En el Colegio de Aparejadores de Girona, técnicos de la ciudad y su entorno conocieron de primera mano el estándar Passivhaus a través de PassivPalau, una casa pasiva certificada construida por PAPIK Group.
El pasado 13 de octubre, el Colegio de Aparejadores de Girona acogió la charla de divulgación NZEB-Passivhaus: Proyectos actuales en Cataluña. El encuentro reunió a técnicos de la ciudad y de su entorno con un objetivo claro: explicar, con un caso real sobre la mesa, qué significa construir siguiendo el estándar Passivhaus y qué resultados ofrece una vez la vivienda está en uso.
La sesión contó con Papik Fisas, responsable de PAPIK Group, el arquitecto técnico Joan Vilanova y los propietarios de la casa pasiva PassivPalau. Esta combinación de constructor, técnico y usuarios finales permitió abordar el proyecto desde tres perspectivas complementarias, pocas veces disponibles a la vez en una charla técnica.
El hilo conductor de la jornada fue PassivPalau, una casa pasiva certificada Passivhaus construida por PAPIK Group con la colaboración del arquitecto técnico Joan Vilanova. A partir de este proyecto concreto, los asistentes pudieron seguir todo el recorrido, desde los principios que fundamentan el estándar hasta el detalle del sistema constructivo ejecutado en la obra.
En la primera parte de la charla se explicó en qué consiste el estándar Passivhaus y los cinco principios básicos en que se basa. A continuación se detalló el sistema constructivo empleado, con materiales sostenibles, de modo que los técnicos presentes pudieran entender cómo se traduce la teoría en decisiones concretas de obra. El proyecto se presentó como un ejemplo de casa Biopasiva, con resultados destacados en cuanto a ahorro energético, confort interior y beneficio ambiental.

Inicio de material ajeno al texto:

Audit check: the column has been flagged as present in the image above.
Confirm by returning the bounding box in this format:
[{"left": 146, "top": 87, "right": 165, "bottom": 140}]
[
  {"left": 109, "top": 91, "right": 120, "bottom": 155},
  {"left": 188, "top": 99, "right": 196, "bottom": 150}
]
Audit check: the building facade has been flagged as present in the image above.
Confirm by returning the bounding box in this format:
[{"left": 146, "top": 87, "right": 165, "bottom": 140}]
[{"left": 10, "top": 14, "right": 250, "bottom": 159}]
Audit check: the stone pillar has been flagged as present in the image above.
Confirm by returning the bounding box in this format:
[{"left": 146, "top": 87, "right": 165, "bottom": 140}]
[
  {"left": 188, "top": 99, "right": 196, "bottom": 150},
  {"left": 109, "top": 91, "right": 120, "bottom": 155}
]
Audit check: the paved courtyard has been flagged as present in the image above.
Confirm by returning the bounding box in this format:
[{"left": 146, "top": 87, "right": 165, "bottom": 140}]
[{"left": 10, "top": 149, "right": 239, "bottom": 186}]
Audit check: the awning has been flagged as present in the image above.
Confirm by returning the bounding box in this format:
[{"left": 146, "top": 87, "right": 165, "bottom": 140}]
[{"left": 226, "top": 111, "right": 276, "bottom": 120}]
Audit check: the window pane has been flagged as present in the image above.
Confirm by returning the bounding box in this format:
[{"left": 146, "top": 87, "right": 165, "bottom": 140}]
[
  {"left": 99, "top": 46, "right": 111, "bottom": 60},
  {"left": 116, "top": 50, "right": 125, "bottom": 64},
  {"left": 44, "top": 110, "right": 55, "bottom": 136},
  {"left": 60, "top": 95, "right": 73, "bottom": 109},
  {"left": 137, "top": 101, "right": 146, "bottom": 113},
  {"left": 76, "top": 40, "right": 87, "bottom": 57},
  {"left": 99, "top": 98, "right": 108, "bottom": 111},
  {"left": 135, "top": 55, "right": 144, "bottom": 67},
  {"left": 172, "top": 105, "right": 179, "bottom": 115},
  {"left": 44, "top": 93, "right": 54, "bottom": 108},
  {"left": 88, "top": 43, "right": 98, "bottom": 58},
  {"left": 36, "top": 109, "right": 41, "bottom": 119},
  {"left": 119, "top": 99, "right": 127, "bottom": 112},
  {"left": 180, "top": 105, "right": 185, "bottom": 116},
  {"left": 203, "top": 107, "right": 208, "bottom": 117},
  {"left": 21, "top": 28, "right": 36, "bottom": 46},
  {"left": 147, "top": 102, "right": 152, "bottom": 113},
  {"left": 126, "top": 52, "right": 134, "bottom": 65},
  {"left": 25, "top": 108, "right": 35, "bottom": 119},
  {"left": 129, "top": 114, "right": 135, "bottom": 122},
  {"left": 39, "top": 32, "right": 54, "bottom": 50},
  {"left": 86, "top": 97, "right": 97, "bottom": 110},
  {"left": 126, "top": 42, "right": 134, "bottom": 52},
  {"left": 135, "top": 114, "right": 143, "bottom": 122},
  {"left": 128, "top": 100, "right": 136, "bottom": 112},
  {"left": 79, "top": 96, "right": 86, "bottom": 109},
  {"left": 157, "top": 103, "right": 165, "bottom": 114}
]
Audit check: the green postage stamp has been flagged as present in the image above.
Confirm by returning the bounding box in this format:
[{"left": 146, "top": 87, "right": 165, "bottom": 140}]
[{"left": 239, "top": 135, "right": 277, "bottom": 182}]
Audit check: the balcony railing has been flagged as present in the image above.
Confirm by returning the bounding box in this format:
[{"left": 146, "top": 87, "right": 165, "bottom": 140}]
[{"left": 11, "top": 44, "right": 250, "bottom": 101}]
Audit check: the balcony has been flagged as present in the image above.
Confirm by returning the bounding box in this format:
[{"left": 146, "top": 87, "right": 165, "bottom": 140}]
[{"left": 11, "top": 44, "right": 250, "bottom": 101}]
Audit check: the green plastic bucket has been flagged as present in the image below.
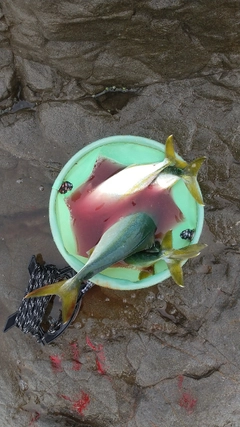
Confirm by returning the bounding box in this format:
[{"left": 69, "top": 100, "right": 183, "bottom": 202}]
[{"left": 49, "top": 135, "right": 204, "bottom": 290}]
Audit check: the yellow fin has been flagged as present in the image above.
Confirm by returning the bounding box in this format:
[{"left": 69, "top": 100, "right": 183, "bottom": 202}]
[
  {"left": 167, "top": 260, "right": 184, "bottom": 287},
  {"left": 161, "top": 230, "right": 172, "bottom": 252},
  {"left": 171, "top": 243, "right": 207, "bottom": 260},
  {"left": 165, "top": 135, "right": 188, "bottom": 169},
  {"left": 182, "top": 157, "right": 206, "bottom": 205}
]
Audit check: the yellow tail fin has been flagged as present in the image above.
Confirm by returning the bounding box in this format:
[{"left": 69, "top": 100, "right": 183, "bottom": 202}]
[
  {"left": 165, "top": 135, "right": 206, "bottom": 205},
  {"left": 162, "top": 230, "right": 207, "bottom": 286},
  {"left": 25, "top": 279, "right": 78, "bottom": 323}
]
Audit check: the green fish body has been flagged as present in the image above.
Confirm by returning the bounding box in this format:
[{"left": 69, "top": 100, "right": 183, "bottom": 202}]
[
  {"left": 25, "top": 212, "right": 156, "bottom": 323},
  {"left": 154, "top": 135, "right": 206, "bottom": 205},
  {"left": 124, "top": 230, "right": 207, "bottom": 286}
]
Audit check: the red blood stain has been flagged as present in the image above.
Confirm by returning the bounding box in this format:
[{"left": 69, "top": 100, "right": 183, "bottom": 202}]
[
  {"left": 178, "top": 375, "right": 184, "bottom": 390},
  {"left": 29, "top": 411, "right": 40, "bottom": 426},
  {"left": 178, "top": 375, "right": 197, "bottom": 414},
  {"left": 178, "top": 392, "right": 197, "bottom": 414},
  {"left": 86, "top": 336, "right": 106, "bottom": 375},
  {"left": 73, "top": 391, "right": 90, "bottom": 415},
  {"left": 49, "top": 355, "right": 63, "bottom": 373},
  {"left": 70, "top": 341, "right": 82, "bottom": 371},
  {"left": 60, "top": 391, "right": 90, "bottom": 415}
]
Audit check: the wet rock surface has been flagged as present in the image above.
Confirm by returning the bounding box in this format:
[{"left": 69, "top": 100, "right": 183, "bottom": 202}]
[{"left": 0, "top": 0, "right": 240, "bottom": 427}]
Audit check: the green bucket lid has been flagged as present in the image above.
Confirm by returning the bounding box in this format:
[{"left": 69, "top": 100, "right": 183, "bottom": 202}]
[{"left": 49, "top": 135, "right": 204, "bottom": 290}]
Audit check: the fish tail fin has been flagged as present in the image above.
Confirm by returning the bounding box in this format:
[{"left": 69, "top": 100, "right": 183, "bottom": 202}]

La presencia de los propietarios de PassivPalau aportó la dimensión que a menudo queda fuera de los manuales: el comportamiento de la vivienda en el día a día. Explicaron cómo la teoría se hace realidad en el uso cotidiano, con un confort interior elevado y un consumo energético prácticamente nulo.
Como ejemplo, recurrieron a la ola de calor del mes de julio anterior. Mientras en el exterior se alcanzaron temperaturas de 40 grados, en el interior de la casa, sin ningún aparato de refrigeración, la temperatura se mantuvo siempre por debajo de los 25 grados, con una sensación térmica notablemente menor. Es el tipo de dato que resume, mejor que cualquier argumento comercial, qué significa vivir en una casa pasiva.
El interés de los asistentes quedó reflejado en un turno de preguntas que se alargó, con dudas concretas sobre el certificado Passivhaus y sobre aspectos constructivos de PassivPalau. La conversación confirmó que, entre los técnicos de Girona, existe una demanda creciente de información rigurosa sobre cómo llevar este estándar a la práctica.
Con esta charla, Papik Fisas, socio de la PEP, contribuye a la divulgación técnica del estándar Passivhaus en nuestro país. Es un grano de arena que, sumado al esfuerzo de otros socios con iniciativas similares, ayuda a concienciar al sector de los beneficios que aporta el Passivhaus.
En PAPIK Group entendemos la divulgación como una parte inseparable de nuestro trabajo de construcción Passivhaus. Cada proyecto ejecutado es también un argumento compartido con la comunidad técnica, y casas como PassivPalau demuestran que el estándar ya funciona en Cataluña.
Una casa pasiva bien construida no se explica mejor con datos técnicos que con la temperatura interior de un día de 40 grados en la calle.